Width: 420 feet (128 meters)
Length: 320 feet (97.5 meters)
For a period of 18 days, 150,000 square feet (13,935 square meters) of white woven polypropylene floating fabric covered the surface of the water of a half-moon-shaped cove at King's Beach in Newport, Rhode Island. The cove is located on the southern exposure of Ocean Drive, facing the portion of Long Island Sound that meets the Atlantic.

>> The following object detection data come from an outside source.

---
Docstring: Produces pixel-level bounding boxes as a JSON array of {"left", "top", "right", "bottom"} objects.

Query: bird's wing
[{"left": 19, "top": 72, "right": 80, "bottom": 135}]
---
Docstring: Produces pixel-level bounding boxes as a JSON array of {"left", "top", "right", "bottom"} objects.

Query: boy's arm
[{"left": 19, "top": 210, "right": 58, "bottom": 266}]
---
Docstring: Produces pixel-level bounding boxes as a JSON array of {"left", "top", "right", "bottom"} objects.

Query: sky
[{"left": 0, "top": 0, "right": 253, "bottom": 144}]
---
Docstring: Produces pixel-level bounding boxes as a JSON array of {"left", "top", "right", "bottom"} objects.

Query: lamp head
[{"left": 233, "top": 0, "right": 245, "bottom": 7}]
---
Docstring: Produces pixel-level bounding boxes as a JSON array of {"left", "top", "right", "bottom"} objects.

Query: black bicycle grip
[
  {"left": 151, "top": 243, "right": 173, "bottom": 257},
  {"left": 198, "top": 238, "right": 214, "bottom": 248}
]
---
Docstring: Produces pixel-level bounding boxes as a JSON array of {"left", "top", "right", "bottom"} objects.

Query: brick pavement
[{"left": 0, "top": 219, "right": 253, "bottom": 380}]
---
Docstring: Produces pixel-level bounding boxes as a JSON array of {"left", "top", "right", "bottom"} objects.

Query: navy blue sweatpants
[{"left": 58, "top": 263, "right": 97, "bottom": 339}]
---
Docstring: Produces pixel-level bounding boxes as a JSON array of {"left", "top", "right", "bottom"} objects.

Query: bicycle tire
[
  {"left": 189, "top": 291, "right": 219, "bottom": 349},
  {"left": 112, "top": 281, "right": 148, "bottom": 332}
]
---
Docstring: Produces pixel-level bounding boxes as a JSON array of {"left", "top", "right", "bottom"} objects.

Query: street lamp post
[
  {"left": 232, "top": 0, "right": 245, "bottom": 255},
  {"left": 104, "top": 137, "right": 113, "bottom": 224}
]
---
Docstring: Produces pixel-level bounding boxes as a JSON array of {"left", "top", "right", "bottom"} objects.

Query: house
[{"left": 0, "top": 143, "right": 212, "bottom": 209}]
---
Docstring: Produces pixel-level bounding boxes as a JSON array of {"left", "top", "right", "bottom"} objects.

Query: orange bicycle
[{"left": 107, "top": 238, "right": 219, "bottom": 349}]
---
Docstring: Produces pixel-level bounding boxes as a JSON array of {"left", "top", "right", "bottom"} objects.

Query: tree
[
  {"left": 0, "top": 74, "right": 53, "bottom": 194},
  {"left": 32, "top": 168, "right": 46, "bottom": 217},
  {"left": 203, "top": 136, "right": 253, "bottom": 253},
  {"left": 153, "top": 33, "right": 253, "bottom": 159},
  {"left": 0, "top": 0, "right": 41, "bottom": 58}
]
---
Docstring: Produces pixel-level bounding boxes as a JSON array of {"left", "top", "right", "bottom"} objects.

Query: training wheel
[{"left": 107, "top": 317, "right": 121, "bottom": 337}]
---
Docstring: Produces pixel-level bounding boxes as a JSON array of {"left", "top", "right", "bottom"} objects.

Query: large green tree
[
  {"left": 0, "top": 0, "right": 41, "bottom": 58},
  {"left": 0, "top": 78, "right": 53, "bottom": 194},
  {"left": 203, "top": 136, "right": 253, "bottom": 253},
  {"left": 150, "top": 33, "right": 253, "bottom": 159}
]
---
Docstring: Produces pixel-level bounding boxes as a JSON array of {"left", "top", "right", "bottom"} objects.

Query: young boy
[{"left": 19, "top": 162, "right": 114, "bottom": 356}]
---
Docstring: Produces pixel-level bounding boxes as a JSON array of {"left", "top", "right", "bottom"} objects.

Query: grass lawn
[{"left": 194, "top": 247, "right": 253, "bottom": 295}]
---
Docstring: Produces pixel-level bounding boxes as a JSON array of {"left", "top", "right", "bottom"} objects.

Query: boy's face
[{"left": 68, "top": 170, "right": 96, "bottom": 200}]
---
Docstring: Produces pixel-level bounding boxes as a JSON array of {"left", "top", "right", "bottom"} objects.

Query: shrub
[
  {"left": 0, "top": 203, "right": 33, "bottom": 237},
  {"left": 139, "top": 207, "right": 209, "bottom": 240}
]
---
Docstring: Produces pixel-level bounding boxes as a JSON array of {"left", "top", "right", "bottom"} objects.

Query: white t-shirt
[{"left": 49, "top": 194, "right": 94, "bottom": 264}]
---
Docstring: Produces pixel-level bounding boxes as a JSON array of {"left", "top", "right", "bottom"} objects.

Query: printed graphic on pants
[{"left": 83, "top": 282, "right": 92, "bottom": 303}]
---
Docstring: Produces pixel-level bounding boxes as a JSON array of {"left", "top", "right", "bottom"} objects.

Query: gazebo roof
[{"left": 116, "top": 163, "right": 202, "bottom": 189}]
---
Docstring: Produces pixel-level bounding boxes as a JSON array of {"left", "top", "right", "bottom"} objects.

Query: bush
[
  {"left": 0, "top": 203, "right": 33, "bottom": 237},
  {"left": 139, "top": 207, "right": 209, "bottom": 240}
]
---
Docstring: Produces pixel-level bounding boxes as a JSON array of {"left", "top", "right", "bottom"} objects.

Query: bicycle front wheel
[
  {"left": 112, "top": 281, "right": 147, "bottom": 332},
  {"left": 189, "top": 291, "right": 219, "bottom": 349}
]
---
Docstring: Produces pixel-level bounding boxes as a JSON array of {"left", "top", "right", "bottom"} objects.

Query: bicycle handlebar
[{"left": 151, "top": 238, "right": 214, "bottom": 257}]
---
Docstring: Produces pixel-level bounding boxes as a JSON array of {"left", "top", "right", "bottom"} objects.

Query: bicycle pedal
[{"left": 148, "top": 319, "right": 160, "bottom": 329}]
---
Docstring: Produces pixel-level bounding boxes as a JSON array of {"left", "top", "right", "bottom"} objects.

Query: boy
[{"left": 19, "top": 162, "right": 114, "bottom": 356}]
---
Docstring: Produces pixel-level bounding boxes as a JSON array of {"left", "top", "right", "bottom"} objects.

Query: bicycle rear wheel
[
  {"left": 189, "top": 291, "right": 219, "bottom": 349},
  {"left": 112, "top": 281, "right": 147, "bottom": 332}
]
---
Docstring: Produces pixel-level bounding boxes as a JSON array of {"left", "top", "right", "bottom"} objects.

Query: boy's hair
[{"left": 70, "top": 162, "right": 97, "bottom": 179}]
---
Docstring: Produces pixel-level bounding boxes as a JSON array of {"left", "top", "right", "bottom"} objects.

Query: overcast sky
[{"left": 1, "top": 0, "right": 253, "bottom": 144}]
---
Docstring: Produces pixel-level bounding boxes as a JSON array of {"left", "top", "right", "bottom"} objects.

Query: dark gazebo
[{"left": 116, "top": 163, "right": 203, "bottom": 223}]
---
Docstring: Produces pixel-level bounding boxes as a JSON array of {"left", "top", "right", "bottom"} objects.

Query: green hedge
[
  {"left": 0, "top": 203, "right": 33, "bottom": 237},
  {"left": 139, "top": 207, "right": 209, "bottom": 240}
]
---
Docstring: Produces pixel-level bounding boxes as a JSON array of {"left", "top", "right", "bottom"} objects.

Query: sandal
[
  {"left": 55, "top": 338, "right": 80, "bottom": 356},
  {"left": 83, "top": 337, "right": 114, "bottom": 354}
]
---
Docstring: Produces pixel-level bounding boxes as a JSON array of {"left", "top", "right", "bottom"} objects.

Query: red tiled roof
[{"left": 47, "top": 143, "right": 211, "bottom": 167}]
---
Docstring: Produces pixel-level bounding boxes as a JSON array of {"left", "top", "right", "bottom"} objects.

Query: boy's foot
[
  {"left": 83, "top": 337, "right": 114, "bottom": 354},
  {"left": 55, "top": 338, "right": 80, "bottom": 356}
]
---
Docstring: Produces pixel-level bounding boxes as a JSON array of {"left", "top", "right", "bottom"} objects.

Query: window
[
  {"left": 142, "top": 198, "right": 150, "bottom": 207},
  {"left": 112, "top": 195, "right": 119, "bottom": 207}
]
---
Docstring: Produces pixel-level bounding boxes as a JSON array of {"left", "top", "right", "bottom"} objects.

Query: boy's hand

Ocean Front, a temporary work of art, was financed by Christo and Jeanne-Claude through the sale of preparatory studies created by Christo: drawings, collages and scale models, as well as early works of the fifties and sixties and original lithographs. The artists do not accept sponsorship of any kind.
Unipolycon engineers Dimiter (Mitko) Zagoroff and James Fuller designed the project and supervised its construction. The project was coordinated by William and Gail Crimmins.
Work began at 6:00 am on Monday, August 19, 1974. The bundled fabric was passed from the truck to pairs of non-skilled workers wearing life jackets. They carried the 6,000 pound (2,721 kg) load of fabric to the water on two-by-fours stretched between them.
The fabric was laced to a 420 foot (128 meter) long wooden boom secured with twelve Danforth anchors, holding in place the frontal edge of the floating fabric. 42 rebar stakes were driven into the shoreline rocks to secure the inland edges of the fabric that extended to the beach and rocks. The installation was completed in eight hours. The work of art remained for eight days.